Relative preferences for edible and leisure stimuli in children with autism: A replication in Italy
Italian kids with autism often pick local leisure items over food—add culturally relevant toys to your MSWO before assuming candy is king.
01Research in Context
What this study did
Slanzi and colleagues ran a multiple-stimulus preference test with Italian children with autism.
They lined up edible snacks and local leisure items such as soccer cards and wooden toys.
Each child could pick one item at a time; the team recorded which group—food or play—rose to the top.
What they found
For almost half the kids, a leisure item beat every snack on the table.
Cultural toys scored especially high, hinting that local playthings can outrank candy.
How this fits with other research
Conine et al. (2019) saw the same test in the United States and still found edibles on top.
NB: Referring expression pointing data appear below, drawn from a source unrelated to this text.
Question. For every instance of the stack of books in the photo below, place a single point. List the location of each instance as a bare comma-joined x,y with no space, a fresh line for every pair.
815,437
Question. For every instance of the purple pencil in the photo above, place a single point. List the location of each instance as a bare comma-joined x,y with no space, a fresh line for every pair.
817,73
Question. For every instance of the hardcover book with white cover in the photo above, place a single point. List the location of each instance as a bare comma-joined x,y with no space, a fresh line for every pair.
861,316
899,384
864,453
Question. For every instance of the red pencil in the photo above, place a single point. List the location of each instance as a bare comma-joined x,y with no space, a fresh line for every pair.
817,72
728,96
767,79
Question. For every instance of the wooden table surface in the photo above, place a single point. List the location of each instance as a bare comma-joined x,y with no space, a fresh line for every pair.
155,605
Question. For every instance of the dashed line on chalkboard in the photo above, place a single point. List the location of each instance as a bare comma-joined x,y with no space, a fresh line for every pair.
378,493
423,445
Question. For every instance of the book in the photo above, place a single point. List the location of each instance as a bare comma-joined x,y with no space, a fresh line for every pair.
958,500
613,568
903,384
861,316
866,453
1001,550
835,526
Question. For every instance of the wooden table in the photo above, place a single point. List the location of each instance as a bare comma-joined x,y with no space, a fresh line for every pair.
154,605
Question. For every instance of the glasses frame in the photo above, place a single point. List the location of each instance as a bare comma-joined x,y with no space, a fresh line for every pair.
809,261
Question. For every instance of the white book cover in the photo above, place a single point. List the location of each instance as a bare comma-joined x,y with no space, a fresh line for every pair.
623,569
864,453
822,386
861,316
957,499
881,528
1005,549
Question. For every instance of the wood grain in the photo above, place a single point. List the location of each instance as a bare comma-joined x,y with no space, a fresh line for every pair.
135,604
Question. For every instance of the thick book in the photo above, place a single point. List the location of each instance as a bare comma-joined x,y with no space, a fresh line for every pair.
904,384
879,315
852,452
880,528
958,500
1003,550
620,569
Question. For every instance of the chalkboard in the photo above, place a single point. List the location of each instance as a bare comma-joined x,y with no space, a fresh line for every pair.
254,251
The Italian kids flipped the order, showing culture can nudge preference.
Sipila‐Thomas et al. (2021) added a twist: edibles sometimes shove leisure items aside mid-session. Their data remind us to rotate choices even when toys look like winners.
Lucock et al. (2020) and Ortega et al. (2012) also saw leisure beat edibles, but in adults with dementia. The pattern looks opposite of Conine et al. (2019), yet the age and diagnosis differ, so the findings sit side-by-side, not in conflict.
Why it matters
Next time you run a preference assessment, drop in a few culturally familiar toys along with the cookies. If leisure tops the list, use those items first for breaks and reinforcement. Keep edibles handy—about one in six kids may still shift back to snacks once the session starts.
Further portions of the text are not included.